Tidak bisa kita pungkiri bahwa satu-satunya yang tidak bisa direm adalah waktu, Setiap orang punya jatah yang sama, 24 jam . Orang yang sukses dengan yang gagal, begitupun calon ahli surga dan calon ahli neraka, waktu yang diberikan mereka semua adalah sama. Yang jadi soal adalah bagaimana mengelola waktu agar menjadi manfaat di dunia dan akhirat ?

Karena itulah Allah SWT meletakkan waktu sebagai nilai yang menentukan timbangan kerugian dan keuntungan manusia dalam hidupnya seperti yang tercantum dalam surat Al ‘Ashr ayat 1-3 : "Demi masa.
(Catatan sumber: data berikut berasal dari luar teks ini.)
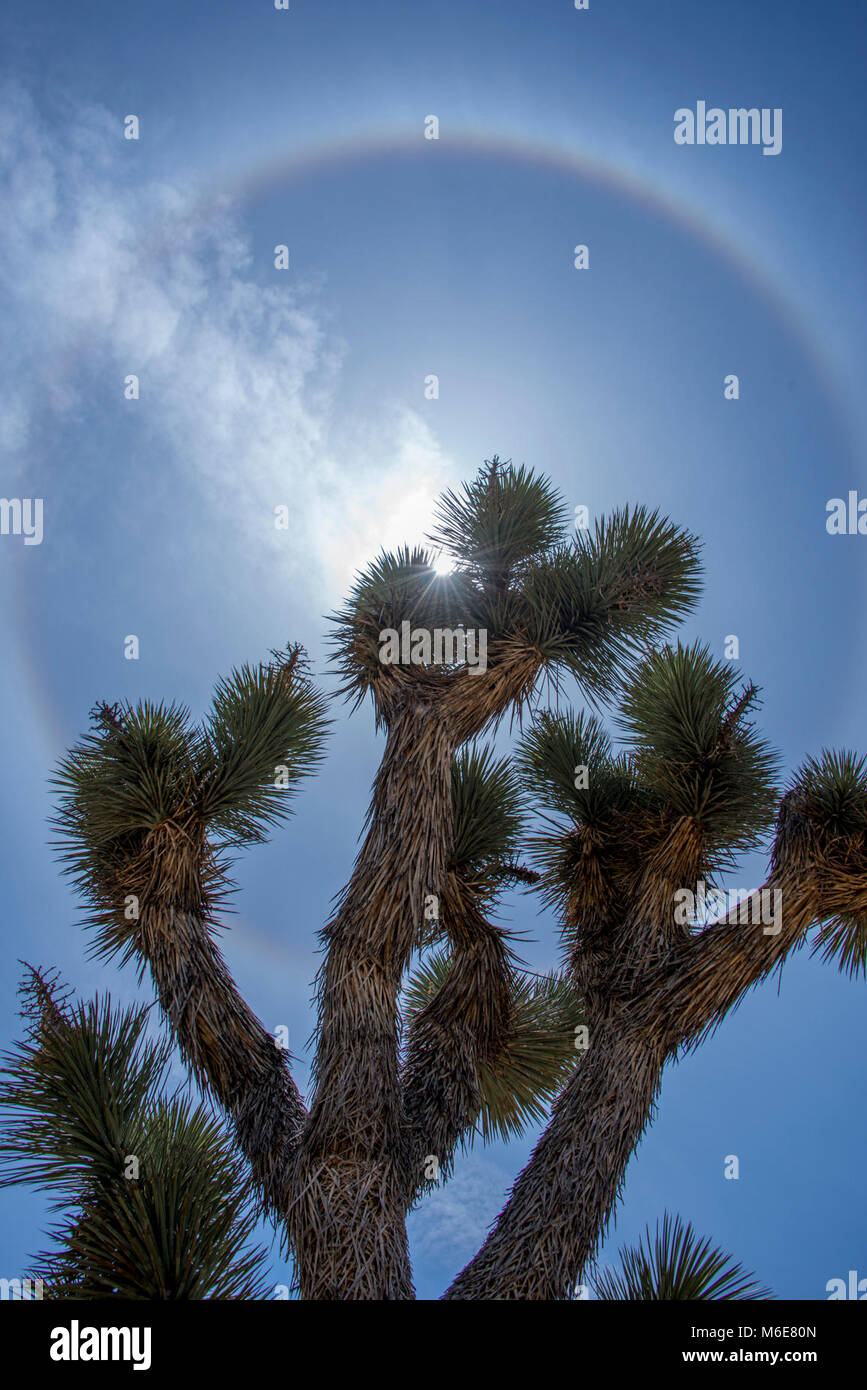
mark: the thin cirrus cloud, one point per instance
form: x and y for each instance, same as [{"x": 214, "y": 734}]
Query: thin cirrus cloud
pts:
[{"x": 107, "y": 273}]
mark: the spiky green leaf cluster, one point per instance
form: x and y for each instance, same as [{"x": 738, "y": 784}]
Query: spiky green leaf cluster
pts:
[
  {"x": 831, "y": 797},
  {"x": 82, "y": 1098},
  {"x": 499, "y": 521},
  {"x": 146, "y": 770},
  {"x": 674, "y": 1262},
  {"x": 582, "y": 606},
  {"x": 488, "y": 816},
  {"x": 695, "y": 748},
  {"x": 592, "y": 606},
  {"x": 521, "y": 1080}
]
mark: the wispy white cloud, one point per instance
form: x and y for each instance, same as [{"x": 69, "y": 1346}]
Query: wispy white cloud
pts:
[
  {"x": 106, "y": 274},
  {"x": 450, "y": 1223}
]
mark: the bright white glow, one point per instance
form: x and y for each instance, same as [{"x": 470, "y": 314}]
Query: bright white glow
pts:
[{"x": 443, "y": 565}]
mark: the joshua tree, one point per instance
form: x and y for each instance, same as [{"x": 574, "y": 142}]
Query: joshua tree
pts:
[
  {"x": 156, "y": 1201},
  {"x": 407, "y": 1068}
]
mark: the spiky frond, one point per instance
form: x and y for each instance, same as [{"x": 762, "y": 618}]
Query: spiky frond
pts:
[
  {"x": 488, "y": 818},
  {"x": 518, "y": 1083},
  {"x": 266, "y": 731},
  {"x": 147, "y": 802},
  {"x": 156, "y": 1201},
  {"x": 696, "y": 749},
  {"x": 674, "y": 1262},
  {"x": 493, "y": 524},
  {"x": 398, "y": 587},
  {"x": 593, "y": 605},
  {"x": 567, "y": 763},
  {"x": 830, "y": 795}
]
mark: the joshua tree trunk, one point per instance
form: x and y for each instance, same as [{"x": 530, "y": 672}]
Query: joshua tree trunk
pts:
[
  {"x": 348, "y": 1216},
  {"x": 562, "y": 1201},
  {"x": 560, "y": 1205}
]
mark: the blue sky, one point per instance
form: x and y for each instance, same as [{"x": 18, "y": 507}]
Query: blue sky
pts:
[{"x": 306, "y": 387}]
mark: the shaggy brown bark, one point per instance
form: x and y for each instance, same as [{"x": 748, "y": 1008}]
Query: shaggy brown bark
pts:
[
  {"x": 220, "y": 1037},
  {"x": 461, "y": 1027},
  {"x": 564, "y": 1196},
  {"x": 559, "y": 1208},
  {"x": 359, "y": 1165},
  {"x": 346, "y": 1218}
]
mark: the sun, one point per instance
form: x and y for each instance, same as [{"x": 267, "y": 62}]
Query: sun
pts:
[{"x": 443, "y": 563}]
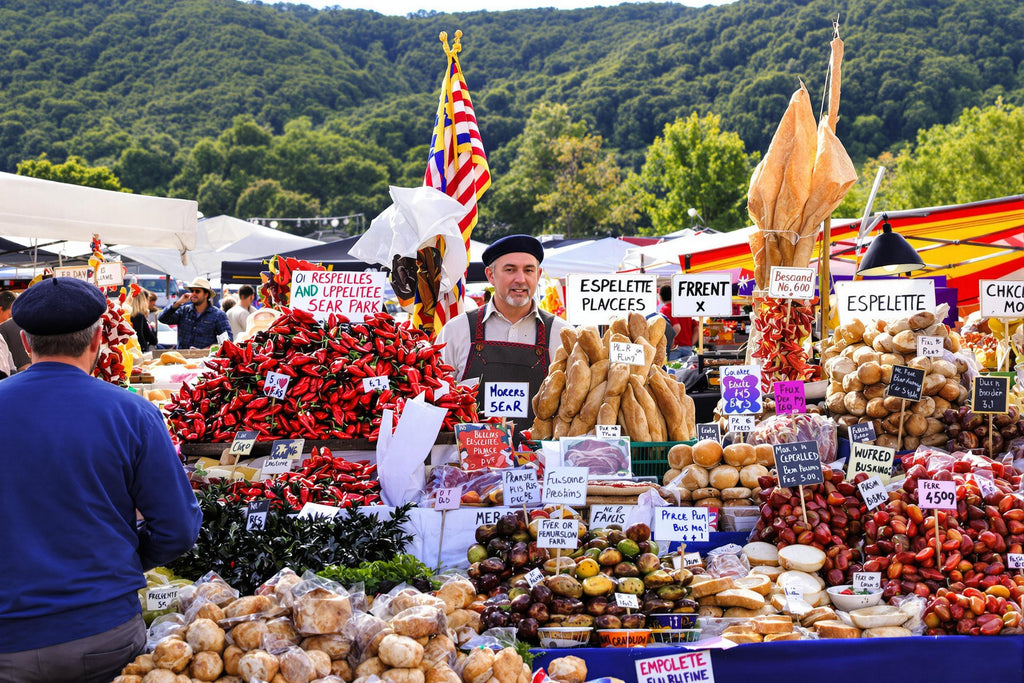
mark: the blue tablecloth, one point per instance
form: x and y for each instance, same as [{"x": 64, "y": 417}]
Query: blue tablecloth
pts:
[{"x": 926, "y": 658}]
Sesungguhnya manusia itu benar – benar berada dalam kerugian , kecuali orang –orang yang beriman dan mengerjakan amal shaleh dan saling menasehati dalam menaati kebenaran dan nasehat menasehati dalam menetapi kesabaran."

Surat Al’Ashr di atas memang laksana laut tak bertepi. Setiap kali kita mentadabburuinya , setiap itu pula kita menemukan makna-makna baru yang menuntut kesadaran baru yang lebih intens dalam soal waktu . Paling tidak , dari surat tersebut kita yakin bahwa setiap manusia hanya akan menghabiskan waktunya dalam kerugian, kecuali mereka yang memiliki kemampuan memanfaatkan waktu untuk empat perkara.

Pertama, orang yang pasti beruntung adalah orang yang setiap hari bertambah kekuatan iman dan keyakinannya terhadap kebenaran. Jadi, kalau orang bertabah usia tapi tidak mengerti hidup ini untuk apa dan diabdikan untuk siapa? Diatidak mengeerti iamn, maka hidupnya benar-benar sia-sia saja. Hidupnya hampa karena perbuatannya tidak dilandasi niat ibadah karena Allah.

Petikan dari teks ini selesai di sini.